Interactive computer alerts to warn health care providers of virologic failure improve patient outcomes in HIV. Health care information technology can be used to improve quality and safety of health care, yet such clinical decision-support systems (CDSS) are lacking in HIV care. Researchers designed a randomized, controlled trial to test the efficacy of a CDSS that generates alerts to notify HIV out-patient care providers of adverse events or missed appointments through the provider’s electronic medical record (EMR) home page, patient-specific EMR page, and bi-weekly emails. The alerts provided key clinical information and provided a mechanism for providers to request appointments and/or lab work. Thirty-three HIV care providers followed 1,011 patients with HIV for one year. Patients were randomly assigned to receive either “static” alerts or alerts from the CDSS. Patients in the CDSS group had a clinically significantly greater increase in mean CD4 cell count compared with the static alert group. The CDSS improved provider follow-up practices and satisfaction with the interactive alert system was high.

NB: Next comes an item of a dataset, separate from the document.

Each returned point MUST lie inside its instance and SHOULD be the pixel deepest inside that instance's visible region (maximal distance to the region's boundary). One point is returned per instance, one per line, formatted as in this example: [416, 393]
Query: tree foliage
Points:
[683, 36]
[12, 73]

Tracking volume-doubling time (VDT) could help to distinguish aggressive tumors from nonaggressive tumors, alleviating some of the overdiagnosis concerns related to lung cancer screening, such as overtreatment leading to unnecessary morbidity, stress, and cost. Researchers used VDT to track tumor growth in 175 high-risk patients diagnosed with primary lung cancer using low-dose computed tomography (LDCT). The researchers found that most cases (75 percent) of cancer were fast-growing. These findings suggest that a reasonable threshold to separate aggressive from nonaggressive lesions is a VDT of 200 days. In even fast-growing cancer, early treatment resulted in good long-term survival. However, overtreatment is a possibility, as 29 of the 175 patients diagnosed with cancer underwent surgical biopsy for benign disease. The researchers suggest further studies to assess whether VDT can help reduce overdiagnosis in lung cancer screening programs.